Introduction: In the context of an acute gastrointestinal (GI) bleed, endoscopy is often first line as it allows for both diagnostic and therapeutic interventions. In comparison to non-invasive imaging techniques, such as red blood cell (RBC) scintigraphy or computed tomography angiography (CTA), colonoscopy and esophagogastroduodenoscopy (EGD) allow for direct visualization and treatment. However, in the case of obscure GI bleeding, imaging is a valuable tool in a gastroenterologist’s arsenal and may guide therapeutic intervention. We present a case of refractory, obscure GI bleeding due to a large jejunal leiomyoma.

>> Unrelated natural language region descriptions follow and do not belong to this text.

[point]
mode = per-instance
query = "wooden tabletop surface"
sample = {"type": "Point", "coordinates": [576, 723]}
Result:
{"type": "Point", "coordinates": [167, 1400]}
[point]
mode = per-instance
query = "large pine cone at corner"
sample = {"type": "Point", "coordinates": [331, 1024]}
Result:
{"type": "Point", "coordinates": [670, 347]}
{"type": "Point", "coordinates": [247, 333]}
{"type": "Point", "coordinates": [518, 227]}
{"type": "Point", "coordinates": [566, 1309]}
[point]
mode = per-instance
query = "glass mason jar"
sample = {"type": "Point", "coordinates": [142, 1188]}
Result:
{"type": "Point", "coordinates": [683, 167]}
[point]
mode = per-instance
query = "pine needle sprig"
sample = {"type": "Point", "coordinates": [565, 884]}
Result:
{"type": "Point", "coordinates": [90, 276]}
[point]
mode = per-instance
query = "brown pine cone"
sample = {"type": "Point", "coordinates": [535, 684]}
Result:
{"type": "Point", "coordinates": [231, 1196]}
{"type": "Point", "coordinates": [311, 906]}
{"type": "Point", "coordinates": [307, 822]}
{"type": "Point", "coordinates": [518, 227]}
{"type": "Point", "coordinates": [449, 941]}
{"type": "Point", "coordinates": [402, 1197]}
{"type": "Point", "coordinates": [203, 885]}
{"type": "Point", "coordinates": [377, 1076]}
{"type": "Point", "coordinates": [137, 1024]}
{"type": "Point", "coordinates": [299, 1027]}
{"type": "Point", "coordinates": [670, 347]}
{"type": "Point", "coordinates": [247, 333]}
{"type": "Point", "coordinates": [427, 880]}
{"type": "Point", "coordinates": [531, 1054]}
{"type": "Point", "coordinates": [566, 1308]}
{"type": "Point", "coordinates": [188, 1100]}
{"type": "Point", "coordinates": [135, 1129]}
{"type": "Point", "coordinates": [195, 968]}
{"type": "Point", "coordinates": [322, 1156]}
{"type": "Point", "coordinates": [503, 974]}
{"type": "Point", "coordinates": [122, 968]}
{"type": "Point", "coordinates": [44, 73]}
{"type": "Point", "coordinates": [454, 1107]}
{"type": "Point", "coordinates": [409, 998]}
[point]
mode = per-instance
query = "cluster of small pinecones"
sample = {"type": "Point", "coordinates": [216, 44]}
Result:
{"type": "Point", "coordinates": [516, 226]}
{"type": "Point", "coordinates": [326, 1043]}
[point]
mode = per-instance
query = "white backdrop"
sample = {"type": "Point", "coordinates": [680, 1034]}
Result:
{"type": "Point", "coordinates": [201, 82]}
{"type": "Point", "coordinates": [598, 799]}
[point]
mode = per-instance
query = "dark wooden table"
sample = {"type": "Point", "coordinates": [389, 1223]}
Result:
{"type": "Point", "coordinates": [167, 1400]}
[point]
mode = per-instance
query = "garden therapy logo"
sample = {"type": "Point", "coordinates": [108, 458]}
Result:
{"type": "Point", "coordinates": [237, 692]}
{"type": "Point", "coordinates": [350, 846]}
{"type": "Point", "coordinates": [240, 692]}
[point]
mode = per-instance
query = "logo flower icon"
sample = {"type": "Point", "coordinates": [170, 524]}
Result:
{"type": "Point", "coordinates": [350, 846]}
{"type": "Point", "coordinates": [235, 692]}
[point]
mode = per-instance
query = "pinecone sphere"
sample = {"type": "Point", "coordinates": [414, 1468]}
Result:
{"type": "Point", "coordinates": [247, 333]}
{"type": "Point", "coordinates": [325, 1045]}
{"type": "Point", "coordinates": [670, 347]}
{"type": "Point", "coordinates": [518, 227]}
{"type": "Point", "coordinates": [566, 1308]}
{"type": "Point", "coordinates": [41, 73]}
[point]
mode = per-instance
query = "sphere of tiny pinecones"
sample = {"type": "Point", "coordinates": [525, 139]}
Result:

Case Description/Methods: A previously healthy 32-year-old man was admitted from the emergency department due to rectal bleeding and anemia. CBC revealed a microcytic anemia with a hemoglobin level of 7.7 g/dL. The patient was physically active with a history of heavy alcohol use. He underwent thorough endoscopic evaluation including EGD, colonoscopy, and push enteroscopy without an identifiable cause of bleeding. A capsule endoscopy identified active bleeding within the mid-distal small intestine. A subsequent single balloon endoscopy was unremarkable. The patient’s hemoglobin stabilized, and he was sent home with follow-up. Two months later, he presented with persistent GI bleeding and a hemoglobin of 5.0 g/dL. At this time, a CTA of the abdomen and pelvis revealed a 15 cm x 13.5 cm x 8 cm left-sided abdominal mass adjacent to the jejunum (Image). Ultrasound guided biopsy confirmed the diagnosis of a leiomyoma. Due to recurrent bleeding and the extent of the mass, he underwent surgical resection and recovered without incident.
Discussion: This case highlights the importance of including non-invasive imaging techniques in the diagnostic tool kit in the evaluation of refractory, obscure bleeding. Non-invasive modalities, such as a RBC scintigraphy and CTA of the abdomen and pelvis, while significantly limited by sensitivity, are essential in cases of refractory obscure GI bleeding when endoscopic evaluation is unrevealing. Here we describe a patient who had a persistent, obscure GI bleed due to a leiomyoma invading the jejunal wall, which was discovered through CTA, despite undergoing scope imaging.